Not a bad thing, I guess, but I'm awful jumpy.

______________________________________


Siegel's on-air microphone experience, believe it or not, is not at all uncommon - which is why gaffer's tape is an absolute necessity, along with museum wax and 3M backless tape. Removable dulling spray became an increasingly important staple at our publishing house after we made the initial mistake of trying to promote highly reflective and metallic book jackets [now an industry standard] through the magic of electronic transmission waves.

As for the cardinal sin of wearing a halter top and heels to a book interview - we find the defendant's actions to be perfectly acceptable in the entertainment industry, a category to which authors belong whether they are willing to accept it or not. We do, however, find her guilty of a gross misunderstanding of color theory, and sentence her to three years in Miss Allison's Charm School for Wayward and Colorblind Girls. Registration begins in the fall.

The preposterous humor in the ridiculously out of place sexual situation our heroine found herself in was just too ripe to leave unmentioned, however - we couldn't resist ourselves earlier in teasing her with an incredibly silly parody of her inspiring experience written as a truly awful Harlequin romance escapade, complete with the prerequisite heaving bosom. Amusingly, this bodice ripping masterpiece appears to have hit the editing floor, the fate of so many other poor authors' submissions littering our workplace floors.
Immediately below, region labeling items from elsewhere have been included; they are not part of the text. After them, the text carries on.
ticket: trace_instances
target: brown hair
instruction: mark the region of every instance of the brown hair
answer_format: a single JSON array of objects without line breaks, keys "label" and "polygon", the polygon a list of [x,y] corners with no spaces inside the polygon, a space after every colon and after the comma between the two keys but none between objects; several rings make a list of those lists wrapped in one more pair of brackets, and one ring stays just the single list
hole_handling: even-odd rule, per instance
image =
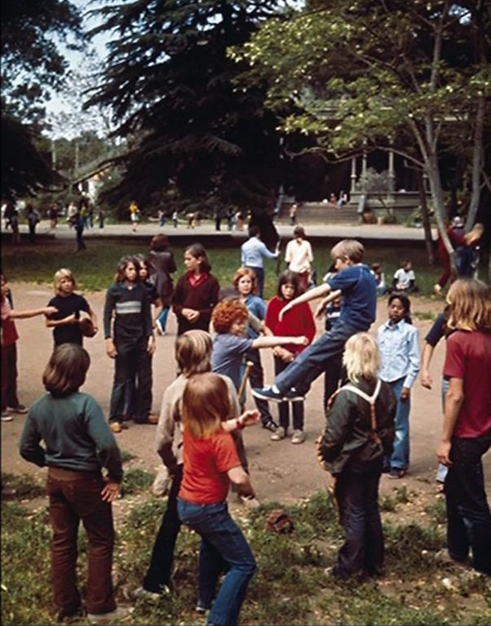
[{"label": "brown hair", "polygon": [[363,245],[356,239],[343,239],[331,250],[331,258],[335,261],[337,259],[348,257],[353,263],[361,263],[364,256]]},{"label": "brown hair", "polygon": [[233,275],[233,278],[232,279],[232,284],[235,287],[236,289],[238,289],[239,287],[239,280],[242,278],[243,276],[248,276],[252,280],[252,289],[251,290],[251,294],[257,294],[258,292],[258,279],[256,277],[256,272],[254,270],[251,270],[250,267],[239,267],[235,274]]},{"label": "brown hair", "polygon": [[90,357],[78,344],[62,344],[54,349],[43,374],[43,384],[53,396],[76,391],[85,382]]},{"label": "brown hair", "polygon": [[185,376],[211,370],[212,347],[211,336],[206,331],[186,331],[178,337],[175,354]]},{"label": "brown hair", "polygon": [[235,322],[245,322],[249,314],[238,298],[226,298],[218,302],[211,314],[211,322],[216,332],[228,332]]},{"label": "brown hair", "polygon": [[230,414],[228,390],[218,374],[195,374],[183,394],[183,423],[195,438],[206,438],[221,428]]},{"label": "brown hair", "polygon": [[476,279],[455,280],[447,294],[449,330],[491,331],[491,287]]}]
We did have a lot of fun with it, even if it was a bit lengthy, and rather [intentionally] even more over the top. Our favorite line was:


"Outside, the raw sounds of feathers being ruffled drenched the humid afternoon with urgency."


We never did find a proper segue to insert our all time classic line, though:


"It was a dark and stormy night, and the rustling sound of an estimated one trillion cicadas mating was once again causing sleeplessness in the quaint seaside town known as Cranberry Cove."


______________________________________


You know who I miss on LA public access? Bianca Rossini.